During the days leading up to the next meeting, walk over or phone the development lead to see where they are at. Make sure that they are moving down the right path; listen for hints that they are not following one of the key requirements or have made assumptions about what you presented (remember that people only retain 10% to 25% of what they hear during presentations).
Try it … I think it will help you to ensure that your development team truly understands what you want them to build. And please, don’t throw the document over the wall.
How often as Product Managers do we get into a heated debate over whether Feature A (the cool, sexy one) or Feature B (the mega-reported annoyance) should be included in the next release? Far too often we are in the middle of these heated, opinionated discussions – resources are limited, time is limited so the debate rages on. Invariably the person with the strongest will or voice wins or the biggest, most important customer wins or both.
We always have to remember that product features are like a marriage … until death do us part! In other words, once the feature is in the product you have to support it forever – somebody will always use it; somebody will always want a new and improved version. And to make matters worse, it is an incredibly messy process to get rid of it. The only features that should make it into a release are those that positively impact the company’s objectives – increase revenue, extend marketshare, increase customer satisfaction are all good objectives.
The challenge we face is how to objectively evaluate the myriad of feature requests that come across our desks. The problem that I’ve seen far too often is that the discussion or debate is focused at the wrong place. Instead of debating whether the feature should be in or out, the debate should be around how well a feature meets the business and/or release objectives. Here are examples of a couple of objectives that I found to be very useful:
Improve Sales Wins – this objective speaks to the idea of winning more sales engagements. Some features absolutely shine during the sales engagement and others have no impact whatsoever. Features that shine are either very demonstrable or the sales team can speak to them with great impact. Another way to think of this is a resonation factor – features that resonate with the prospect. So the debate surrounding a feature is now, on scale of 0, 1, 3, 5 how well does this feature meet this objective? 0 – not at all; 5 – home run!
Broad Market Applicability – this objective speaks to the broadness of the applicability this feature has with the target market. In other words, you want to add features that apply to as many of your target markets as possible – outliers are not necessarily a good thing. Again, on a scale of 0, 1, 3, 5 how many markets does this feature resonate with? 0 – none; 5 – all of them!

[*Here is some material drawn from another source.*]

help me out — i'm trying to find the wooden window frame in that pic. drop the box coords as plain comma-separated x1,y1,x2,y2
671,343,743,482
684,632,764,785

You can add more objectives like these two – I recommend no more that 5 – 7. You can have one or two that are product oriented in nature … word of warning – do not make them too granular, go with something that adds or improves a capability that is a key component for your target market. And lastly, you want to apply a weighted formula to calculate a total score. If your corporate objective is to win more new-named accounts, then weight the Improve Sales Wins higher – that way any features that really help meeting this objective will be ahead of other requests.
The result will be that your scarce resources (development, qa, documentation, etc.) will be focused on the features that help your company achieve its goals.